Sementara itu, SMRA juga memiliki prospek yang solid, didukung oleh berbagai stimulus pemerintah, seperti perpanjangan insentif PPN DTP untuk properti hingga akhir 2025, dan potensi penurunan suku bunga acuan pada 2026. Faktor-faktor ini diperkirakan akan memperkuat daya beli kelas menengah, yang merupakan target pasar utama SMRA. Selain itu, kontribusi pendapatan berulang dari pusat perbelanjaan dan properti komersial akan menjaga stabilitas arus kas perusahaan. Dengan fokus pada efisiensi, peluncuran proyek baru bernilai tinggi, dan pemulihan sektor properti nasional, SMRA memiliki peluang besar untuk mencatat pertumbuhan penjualan dan margin yang lebih baik.

Secara teknikal, pergerakan saham SMRA saat ini berada dalam fase konsolidasi dan membentuk pola symmetrical triangle, menunjukkan adanya periode penantian sebelum konfirmasi arah tren berikutnya. Menurut Imam, level harga Rp 404 per saham menjadi area kunci atau validation level yang perlu ditembus untuk mengonfirmasi potensi pembalikan arah ke tren naik. Jika harga berhasil menembus di atas Rp 404 per saham, momentum penguatan diperkirakan akan berlanjut dengan target terdekat di Rp 432 per saham, yang sekaligus menjadi area resistensi kuat berikutnya. Untuk BUVA, perlu dicatat bahwa saat ini perseroan sedang dalam periode rights issue dengan cum date 3 November dan ex date 4 November 2025. Setelah ex date, harga akan menyesuaikan terhadap nilai teoritis, sehingga level teknikal seperti support dan resistance perlu disesuaikan kembali berdasarkan harga pasca-penyesuaian.

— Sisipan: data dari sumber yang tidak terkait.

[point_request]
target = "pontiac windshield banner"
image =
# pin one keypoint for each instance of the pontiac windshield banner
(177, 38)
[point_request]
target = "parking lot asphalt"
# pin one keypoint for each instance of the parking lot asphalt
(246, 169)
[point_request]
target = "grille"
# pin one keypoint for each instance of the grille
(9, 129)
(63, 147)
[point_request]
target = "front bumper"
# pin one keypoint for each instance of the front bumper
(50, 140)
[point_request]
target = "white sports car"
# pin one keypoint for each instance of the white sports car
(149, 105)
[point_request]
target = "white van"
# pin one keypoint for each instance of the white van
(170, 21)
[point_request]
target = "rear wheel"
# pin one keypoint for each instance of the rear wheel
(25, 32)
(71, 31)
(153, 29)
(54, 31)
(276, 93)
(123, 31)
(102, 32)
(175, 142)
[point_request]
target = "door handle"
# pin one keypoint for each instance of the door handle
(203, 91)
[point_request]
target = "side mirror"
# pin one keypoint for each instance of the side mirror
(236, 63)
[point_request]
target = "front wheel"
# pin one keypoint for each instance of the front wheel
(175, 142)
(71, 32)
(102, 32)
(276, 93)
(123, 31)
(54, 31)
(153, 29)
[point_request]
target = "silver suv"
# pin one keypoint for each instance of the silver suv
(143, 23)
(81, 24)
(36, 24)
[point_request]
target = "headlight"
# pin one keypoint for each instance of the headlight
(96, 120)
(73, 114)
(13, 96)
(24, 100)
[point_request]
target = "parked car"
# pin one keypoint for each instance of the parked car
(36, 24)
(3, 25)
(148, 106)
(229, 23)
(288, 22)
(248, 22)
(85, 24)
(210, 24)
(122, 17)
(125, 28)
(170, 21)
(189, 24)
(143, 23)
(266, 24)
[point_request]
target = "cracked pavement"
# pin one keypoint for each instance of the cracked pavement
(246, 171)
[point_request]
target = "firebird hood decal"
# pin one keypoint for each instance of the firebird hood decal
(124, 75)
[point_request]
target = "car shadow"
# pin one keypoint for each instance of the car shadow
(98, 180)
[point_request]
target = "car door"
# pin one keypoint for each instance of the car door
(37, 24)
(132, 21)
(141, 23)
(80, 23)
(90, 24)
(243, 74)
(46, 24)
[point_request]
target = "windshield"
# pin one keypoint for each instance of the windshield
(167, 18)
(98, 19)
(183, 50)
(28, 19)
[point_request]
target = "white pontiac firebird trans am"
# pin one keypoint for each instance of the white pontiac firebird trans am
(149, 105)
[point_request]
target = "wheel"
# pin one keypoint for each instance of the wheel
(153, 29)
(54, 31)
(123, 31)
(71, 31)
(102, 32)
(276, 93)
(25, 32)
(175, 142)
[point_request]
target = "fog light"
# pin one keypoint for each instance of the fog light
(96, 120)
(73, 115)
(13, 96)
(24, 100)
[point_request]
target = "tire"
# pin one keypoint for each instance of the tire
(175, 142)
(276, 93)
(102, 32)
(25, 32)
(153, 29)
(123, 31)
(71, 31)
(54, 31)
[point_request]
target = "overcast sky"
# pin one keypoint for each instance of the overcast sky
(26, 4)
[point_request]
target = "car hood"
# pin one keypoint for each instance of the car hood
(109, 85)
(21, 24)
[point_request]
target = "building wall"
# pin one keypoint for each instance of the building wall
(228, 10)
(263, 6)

Analis Maybank Sekuritas Indonesia, Kevin Halim, menambahkan bahwa lahan seluas 19 hektare yang dijual berlokasi dekat Alila Uluwatu dengan kontur tanah datar, akses jalan yang mudah, dan dekat dengan pantai. Harga pasar di sekitar area tersebut berkisar antara Rp 3 juta hingga Rp 10 juta per meter persegi, memberikan potensi nilai antara Rp 600 miliar hingga Rp 2 triliun. Penjualan lahan ini ditargetkan selesai pada 31 Desember 2025. Kevin Halim merekomendasikan beli untuk SMRA dengan target harga Rp 640 per saham untuk 12 bulan ke depan.

Ringkasan

PT Bukit Uluwatu Villa Tbk (BUVA) akan melaksanakan rights issue untuk memperkuat modal dan mendanai ekspansi properti di Bali. Dana yang terkumpul akan digunakan untuk mengakuisisi saham PT Bukit Permai Properti dari PT Summarecon Bali Indah dan PT Bali Indah Development, serta pembelian lahan di Pecatu. Analis melihat aksi korporasi ini positif bagi BUVA dan PT Summarecon Agung Tbk (SMRA), dengan BUVA mendapatkan modal untuk ekspansi dan SMRA memperoleh tambahan arus kas.

Rights issue BUVA senilai Rp 603,98 miliar dinilai krusial untuk memperkuat struktur permodalan dan meningkatkan eksposur ke kawasan wisata premium. Analis juga menyoroti potensi pertumbuhan didukung pemulihan pariwisata dan stimulus pemerintah, seperti perpanjangan insentif PPN DTP. Analis Maybank Sekuritas Indonesia merekomendasikan beli untuk SMRA dengan target harga Rp 640 per saham.